How long, O Bayesian network, will I sample thee? A program analysis perspective on expected sampling times
Kevin Batz, Benjamin Lucien Kaminski, Joost-Pieter Katoen, Christoph, Matheja

TL;DR
This paper presents a method to automatically compute the expected sampling time for Bayesian networks by translating them into probabilistic programs and applying proof rules, aiding in understanding inference efficiency.
Contribution
It introduces a novel approach to analyze expected sampling times in Bayesian networks through program translation and automated proof rules, which was not previously available.
Findings
Successfully analyzed real-world Bayesian networks
Automated computation of expected sampling times
Provides insights into inference efficiency
Abstract
Bayesian networks (BNs) are probabilistic graphical models for describing complex joint probability distributions. The main problem for BNs is inference: Determine the probability of an event given observed evidence.

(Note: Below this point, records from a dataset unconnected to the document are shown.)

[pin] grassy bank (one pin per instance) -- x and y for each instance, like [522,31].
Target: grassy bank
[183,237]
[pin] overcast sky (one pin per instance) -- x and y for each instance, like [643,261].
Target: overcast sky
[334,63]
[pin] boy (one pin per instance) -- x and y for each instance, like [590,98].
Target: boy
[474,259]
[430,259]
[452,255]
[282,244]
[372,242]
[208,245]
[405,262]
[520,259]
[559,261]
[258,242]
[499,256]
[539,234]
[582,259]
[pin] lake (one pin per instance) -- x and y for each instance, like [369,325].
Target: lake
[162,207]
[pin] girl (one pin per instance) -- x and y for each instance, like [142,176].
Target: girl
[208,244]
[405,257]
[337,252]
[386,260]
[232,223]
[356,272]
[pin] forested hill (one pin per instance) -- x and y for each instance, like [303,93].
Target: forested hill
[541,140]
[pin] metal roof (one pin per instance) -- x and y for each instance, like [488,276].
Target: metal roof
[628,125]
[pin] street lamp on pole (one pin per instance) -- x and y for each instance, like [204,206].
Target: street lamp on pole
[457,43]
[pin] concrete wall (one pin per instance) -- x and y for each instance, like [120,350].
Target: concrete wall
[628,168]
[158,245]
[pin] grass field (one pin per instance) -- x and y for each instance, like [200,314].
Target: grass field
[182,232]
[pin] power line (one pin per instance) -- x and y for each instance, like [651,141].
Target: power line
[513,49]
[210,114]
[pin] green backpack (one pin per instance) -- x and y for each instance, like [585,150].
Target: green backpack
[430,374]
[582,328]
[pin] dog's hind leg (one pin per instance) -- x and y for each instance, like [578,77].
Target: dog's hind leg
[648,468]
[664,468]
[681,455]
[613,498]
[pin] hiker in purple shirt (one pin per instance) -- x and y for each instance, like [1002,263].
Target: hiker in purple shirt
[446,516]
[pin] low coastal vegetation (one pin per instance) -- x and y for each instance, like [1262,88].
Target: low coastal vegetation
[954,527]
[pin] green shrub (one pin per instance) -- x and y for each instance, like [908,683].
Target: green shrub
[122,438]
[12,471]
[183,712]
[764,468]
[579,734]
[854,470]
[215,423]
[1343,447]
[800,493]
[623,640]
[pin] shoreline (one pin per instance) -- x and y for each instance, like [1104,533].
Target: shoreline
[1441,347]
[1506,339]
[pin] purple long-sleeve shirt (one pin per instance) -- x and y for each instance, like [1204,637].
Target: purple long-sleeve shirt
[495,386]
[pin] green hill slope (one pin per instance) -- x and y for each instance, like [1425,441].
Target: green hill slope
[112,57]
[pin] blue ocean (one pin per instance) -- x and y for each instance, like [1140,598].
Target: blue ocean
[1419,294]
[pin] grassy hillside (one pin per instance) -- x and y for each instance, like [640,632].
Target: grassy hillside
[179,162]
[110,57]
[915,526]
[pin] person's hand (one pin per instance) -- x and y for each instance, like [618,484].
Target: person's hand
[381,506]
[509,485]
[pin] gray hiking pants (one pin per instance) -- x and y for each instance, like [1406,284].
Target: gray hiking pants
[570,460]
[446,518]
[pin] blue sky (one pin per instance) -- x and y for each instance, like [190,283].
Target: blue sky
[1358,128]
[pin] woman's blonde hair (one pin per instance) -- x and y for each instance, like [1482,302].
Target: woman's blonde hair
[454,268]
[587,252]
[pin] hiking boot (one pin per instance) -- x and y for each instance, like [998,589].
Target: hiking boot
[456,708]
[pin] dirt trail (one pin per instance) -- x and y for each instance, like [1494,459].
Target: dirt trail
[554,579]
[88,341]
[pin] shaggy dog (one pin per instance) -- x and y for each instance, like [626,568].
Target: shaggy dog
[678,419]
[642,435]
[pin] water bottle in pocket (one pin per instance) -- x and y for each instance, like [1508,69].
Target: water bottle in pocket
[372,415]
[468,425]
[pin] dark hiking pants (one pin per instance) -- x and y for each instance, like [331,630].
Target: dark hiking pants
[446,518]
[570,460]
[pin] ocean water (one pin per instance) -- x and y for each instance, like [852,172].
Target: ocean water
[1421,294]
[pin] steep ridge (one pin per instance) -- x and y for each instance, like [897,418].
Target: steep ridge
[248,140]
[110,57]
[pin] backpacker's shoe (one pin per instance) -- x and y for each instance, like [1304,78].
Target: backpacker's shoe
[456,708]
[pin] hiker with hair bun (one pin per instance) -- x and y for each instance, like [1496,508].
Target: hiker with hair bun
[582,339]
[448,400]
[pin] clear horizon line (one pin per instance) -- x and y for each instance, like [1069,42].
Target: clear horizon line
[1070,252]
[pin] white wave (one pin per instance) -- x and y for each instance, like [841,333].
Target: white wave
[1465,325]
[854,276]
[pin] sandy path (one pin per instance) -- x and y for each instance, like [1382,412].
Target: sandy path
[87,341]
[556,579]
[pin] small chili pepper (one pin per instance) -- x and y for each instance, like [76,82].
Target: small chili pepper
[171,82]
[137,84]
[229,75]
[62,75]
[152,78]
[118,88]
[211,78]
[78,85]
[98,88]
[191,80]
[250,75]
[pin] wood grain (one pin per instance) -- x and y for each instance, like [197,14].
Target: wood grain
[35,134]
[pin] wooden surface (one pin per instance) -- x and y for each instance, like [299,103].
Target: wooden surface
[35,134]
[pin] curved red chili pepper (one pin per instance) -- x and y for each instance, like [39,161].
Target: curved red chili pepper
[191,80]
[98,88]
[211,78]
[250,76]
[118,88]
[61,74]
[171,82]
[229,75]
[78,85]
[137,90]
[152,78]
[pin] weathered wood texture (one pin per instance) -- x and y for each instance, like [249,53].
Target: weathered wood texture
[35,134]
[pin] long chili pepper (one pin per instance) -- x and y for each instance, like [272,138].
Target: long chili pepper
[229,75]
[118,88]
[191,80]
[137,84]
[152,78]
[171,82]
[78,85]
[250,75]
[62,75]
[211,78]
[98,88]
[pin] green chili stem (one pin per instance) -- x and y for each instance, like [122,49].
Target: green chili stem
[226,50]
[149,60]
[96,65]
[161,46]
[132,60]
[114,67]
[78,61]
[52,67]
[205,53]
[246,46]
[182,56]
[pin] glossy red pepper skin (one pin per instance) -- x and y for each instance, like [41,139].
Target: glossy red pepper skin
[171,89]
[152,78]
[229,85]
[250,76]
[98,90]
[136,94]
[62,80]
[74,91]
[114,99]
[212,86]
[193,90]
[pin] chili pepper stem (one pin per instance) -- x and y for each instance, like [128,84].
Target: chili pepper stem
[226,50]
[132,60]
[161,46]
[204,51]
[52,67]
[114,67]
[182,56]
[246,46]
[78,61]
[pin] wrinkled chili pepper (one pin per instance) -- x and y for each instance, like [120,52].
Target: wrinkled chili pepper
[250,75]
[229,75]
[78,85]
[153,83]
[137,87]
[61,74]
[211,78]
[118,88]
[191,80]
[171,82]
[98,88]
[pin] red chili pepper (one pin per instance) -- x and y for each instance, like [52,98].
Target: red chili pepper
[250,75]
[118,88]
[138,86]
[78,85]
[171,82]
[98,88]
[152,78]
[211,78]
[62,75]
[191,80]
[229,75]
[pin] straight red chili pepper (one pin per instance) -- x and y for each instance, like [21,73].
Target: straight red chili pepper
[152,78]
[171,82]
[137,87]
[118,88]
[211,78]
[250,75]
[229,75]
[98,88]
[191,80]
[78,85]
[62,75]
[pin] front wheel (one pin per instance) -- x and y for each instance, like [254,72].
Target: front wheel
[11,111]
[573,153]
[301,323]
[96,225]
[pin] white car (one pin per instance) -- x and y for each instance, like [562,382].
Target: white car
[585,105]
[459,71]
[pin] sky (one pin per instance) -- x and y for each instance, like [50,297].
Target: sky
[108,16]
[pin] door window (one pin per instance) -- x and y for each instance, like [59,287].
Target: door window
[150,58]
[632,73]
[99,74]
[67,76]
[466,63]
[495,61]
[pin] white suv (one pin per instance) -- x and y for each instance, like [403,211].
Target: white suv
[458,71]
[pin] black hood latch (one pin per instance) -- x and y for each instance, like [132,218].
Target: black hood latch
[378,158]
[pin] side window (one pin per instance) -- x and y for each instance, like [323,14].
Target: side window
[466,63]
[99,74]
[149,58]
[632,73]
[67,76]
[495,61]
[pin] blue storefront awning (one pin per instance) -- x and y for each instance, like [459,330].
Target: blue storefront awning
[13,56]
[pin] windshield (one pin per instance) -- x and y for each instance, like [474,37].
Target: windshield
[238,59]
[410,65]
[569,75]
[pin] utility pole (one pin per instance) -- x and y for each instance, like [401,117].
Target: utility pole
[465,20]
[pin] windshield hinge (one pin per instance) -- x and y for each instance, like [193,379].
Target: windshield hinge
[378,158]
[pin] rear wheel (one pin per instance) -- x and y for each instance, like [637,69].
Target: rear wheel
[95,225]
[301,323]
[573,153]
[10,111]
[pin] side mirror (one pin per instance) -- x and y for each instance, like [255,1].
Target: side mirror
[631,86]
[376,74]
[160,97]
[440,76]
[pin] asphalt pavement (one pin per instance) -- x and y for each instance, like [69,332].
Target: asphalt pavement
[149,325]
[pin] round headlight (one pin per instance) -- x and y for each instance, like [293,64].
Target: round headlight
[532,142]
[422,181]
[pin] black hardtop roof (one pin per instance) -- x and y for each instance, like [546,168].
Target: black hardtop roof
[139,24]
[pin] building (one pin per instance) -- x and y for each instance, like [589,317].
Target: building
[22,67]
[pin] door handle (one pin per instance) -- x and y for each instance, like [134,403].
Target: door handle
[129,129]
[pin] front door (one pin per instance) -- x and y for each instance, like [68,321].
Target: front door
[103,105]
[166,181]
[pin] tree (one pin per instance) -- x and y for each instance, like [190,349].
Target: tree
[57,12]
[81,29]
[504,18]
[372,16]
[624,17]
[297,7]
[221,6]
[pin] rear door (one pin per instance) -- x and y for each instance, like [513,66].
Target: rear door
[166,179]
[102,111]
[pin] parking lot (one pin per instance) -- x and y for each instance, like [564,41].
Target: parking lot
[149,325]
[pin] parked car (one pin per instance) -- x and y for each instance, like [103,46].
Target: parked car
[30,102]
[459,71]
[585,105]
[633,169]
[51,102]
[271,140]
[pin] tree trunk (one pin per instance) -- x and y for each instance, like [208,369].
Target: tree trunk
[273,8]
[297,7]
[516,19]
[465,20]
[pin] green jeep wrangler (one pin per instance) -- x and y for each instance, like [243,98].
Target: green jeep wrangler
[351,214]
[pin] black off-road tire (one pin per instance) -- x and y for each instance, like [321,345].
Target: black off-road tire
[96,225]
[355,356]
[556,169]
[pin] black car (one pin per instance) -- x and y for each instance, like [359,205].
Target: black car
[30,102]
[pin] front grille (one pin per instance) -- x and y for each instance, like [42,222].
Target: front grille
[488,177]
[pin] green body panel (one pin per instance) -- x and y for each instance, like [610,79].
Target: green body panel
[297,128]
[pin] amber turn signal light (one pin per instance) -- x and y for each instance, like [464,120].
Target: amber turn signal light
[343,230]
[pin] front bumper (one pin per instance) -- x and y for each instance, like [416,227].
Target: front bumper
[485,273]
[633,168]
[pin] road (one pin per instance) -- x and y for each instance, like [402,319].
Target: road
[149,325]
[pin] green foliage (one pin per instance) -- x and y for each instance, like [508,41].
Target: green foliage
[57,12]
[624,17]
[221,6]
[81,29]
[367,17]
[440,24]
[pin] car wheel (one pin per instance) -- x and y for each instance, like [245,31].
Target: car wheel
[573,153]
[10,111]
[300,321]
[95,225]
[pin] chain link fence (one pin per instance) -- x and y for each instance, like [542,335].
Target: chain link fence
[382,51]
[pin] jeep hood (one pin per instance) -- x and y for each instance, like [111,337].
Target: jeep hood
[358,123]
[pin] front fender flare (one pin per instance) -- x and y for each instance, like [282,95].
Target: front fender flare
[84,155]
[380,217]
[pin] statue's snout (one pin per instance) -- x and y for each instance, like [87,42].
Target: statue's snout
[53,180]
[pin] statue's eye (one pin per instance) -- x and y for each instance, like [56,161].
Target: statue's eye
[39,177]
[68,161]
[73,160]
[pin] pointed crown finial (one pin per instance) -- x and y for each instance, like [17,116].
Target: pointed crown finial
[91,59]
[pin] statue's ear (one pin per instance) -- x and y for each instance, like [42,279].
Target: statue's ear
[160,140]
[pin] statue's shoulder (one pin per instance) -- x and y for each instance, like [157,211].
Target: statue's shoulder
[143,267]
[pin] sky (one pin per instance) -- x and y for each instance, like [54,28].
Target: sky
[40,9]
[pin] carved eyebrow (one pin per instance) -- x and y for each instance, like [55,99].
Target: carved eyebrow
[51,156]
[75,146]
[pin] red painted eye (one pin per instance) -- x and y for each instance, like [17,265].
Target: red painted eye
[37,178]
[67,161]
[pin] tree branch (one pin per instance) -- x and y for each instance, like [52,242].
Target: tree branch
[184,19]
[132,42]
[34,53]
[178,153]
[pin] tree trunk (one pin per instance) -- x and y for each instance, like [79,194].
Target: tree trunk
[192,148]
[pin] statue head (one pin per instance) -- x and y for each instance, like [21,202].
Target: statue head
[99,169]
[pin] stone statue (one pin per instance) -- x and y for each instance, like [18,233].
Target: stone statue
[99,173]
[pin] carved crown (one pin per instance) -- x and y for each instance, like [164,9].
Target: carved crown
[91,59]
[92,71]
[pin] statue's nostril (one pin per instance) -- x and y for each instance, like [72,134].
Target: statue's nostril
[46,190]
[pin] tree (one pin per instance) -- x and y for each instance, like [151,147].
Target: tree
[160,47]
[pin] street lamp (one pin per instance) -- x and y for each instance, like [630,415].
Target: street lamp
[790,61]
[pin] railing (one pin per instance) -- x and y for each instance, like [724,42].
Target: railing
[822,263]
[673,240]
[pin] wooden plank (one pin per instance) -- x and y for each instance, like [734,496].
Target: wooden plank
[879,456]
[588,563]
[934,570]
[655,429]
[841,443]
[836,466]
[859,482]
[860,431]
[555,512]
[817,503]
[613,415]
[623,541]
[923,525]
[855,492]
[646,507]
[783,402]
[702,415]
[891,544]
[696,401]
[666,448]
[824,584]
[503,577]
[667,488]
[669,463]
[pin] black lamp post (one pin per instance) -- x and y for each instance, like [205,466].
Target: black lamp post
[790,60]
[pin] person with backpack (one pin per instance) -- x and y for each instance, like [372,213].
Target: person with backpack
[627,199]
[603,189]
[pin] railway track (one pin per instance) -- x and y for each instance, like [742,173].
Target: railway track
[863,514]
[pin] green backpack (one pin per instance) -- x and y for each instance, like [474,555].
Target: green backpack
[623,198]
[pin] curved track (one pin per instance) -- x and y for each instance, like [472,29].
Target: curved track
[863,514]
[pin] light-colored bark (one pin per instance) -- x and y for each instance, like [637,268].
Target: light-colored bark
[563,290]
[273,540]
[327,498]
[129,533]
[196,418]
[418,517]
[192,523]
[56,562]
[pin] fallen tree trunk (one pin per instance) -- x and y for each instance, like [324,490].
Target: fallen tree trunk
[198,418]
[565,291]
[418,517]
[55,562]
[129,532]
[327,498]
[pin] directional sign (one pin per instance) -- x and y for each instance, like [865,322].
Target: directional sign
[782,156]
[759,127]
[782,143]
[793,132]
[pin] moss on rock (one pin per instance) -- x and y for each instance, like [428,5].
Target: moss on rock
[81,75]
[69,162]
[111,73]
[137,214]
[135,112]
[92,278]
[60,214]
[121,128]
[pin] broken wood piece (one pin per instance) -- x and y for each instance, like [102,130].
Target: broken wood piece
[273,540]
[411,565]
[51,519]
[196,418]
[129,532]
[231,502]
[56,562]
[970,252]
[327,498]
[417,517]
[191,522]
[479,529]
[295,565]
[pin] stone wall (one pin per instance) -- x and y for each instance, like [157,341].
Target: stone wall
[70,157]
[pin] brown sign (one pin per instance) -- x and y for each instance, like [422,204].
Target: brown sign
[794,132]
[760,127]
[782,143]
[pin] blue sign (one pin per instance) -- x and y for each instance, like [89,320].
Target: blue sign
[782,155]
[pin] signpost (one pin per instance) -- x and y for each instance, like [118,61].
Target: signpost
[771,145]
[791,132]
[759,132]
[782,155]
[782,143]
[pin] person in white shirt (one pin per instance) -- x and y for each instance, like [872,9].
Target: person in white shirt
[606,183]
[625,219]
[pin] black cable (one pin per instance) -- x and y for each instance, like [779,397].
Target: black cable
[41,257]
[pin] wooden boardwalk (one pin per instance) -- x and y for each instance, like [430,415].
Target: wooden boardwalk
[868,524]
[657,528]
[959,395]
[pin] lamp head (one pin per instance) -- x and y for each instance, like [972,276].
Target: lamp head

Since exact inference is often infeasible for large BNs, popular approximate inference methods rely on sampling. We study the problem of determining the expected time to obtain a single valid sample from a BN. To this end, we translate the BN together with observations into a probabilistic program. We provide proof rules that yield the exact expected runtime of this program in a fully automated fashion. We implemented our approach and successfully analyzed various real-world BNs taken from the Bayesian network repository.